Many of us had a hearty laugh over the short-lived marriage of socialite Kim Kardashian and NBA player Kris Humphries. But their consideration of an annulment was comparatively wise, especially for two people with massive fortunes.
Even for us average Joes, an annulment has some financial advantages over a divorce, particularly when it comes to the division of assets and property.
In an annulment, the court tries to restore each party's finances to their original state, which means you can avoid a bitter, drawn-out battle over who should get what. Instead, the assets, property and debt that you brought to the marriage stay with you when you leave the marriage. This is radically different from divorce, especially in Texas, which is a community property state. This means that when you and your spouse divorce, your property and assets are typically divided evenly. Getting an annulment means you won't lose anything you had before you said "I do."
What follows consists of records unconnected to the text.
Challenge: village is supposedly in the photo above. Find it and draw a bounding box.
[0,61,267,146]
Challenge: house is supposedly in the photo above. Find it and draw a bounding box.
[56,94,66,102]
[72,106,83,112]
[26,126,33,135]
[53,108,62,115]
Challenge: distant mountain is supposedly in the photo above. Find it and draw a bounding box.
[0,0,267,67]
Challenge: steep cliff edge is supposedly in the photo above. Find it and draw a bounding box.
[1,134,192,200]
If you did manage to acquire debt while you were together, both you and your spouse are 100 percent responsible for paying it off, just as if you shared a joint credit card. A creditor can come after both of you if you fail to pay that debt.
Of course, not every married couple is eligible for annulment. In the state of Texas, your failed marriage must meet at least one of several conditions. These include:
• Either you or your spouse was under the legal age of 14. You may also be eligible if you were between 14 and 18 but didn't get your parents' permission to marry.
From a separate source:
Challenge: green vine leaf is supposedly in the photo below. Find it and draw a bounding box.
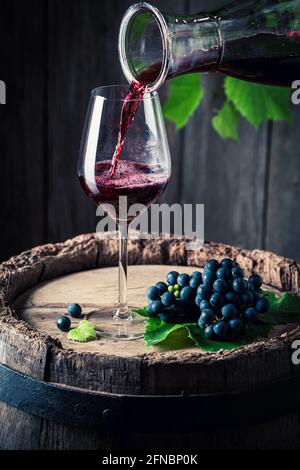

• At least one party was intoxicated or mentally incompetent.
• The marriage took place within 72 hours of procuring a marriage license.
• Your previous marriage hadn't been dissolved.
• You were married under fraud, duress or force.
• One of you concealed your impotence, whether mental or physical.
There are also time limits under which you can seek an annulment. But if you do qualify, it's a good idea to consult with an attorney who practices family law to discuss all of your options and decide whether annulment is the best move for you and your spouse.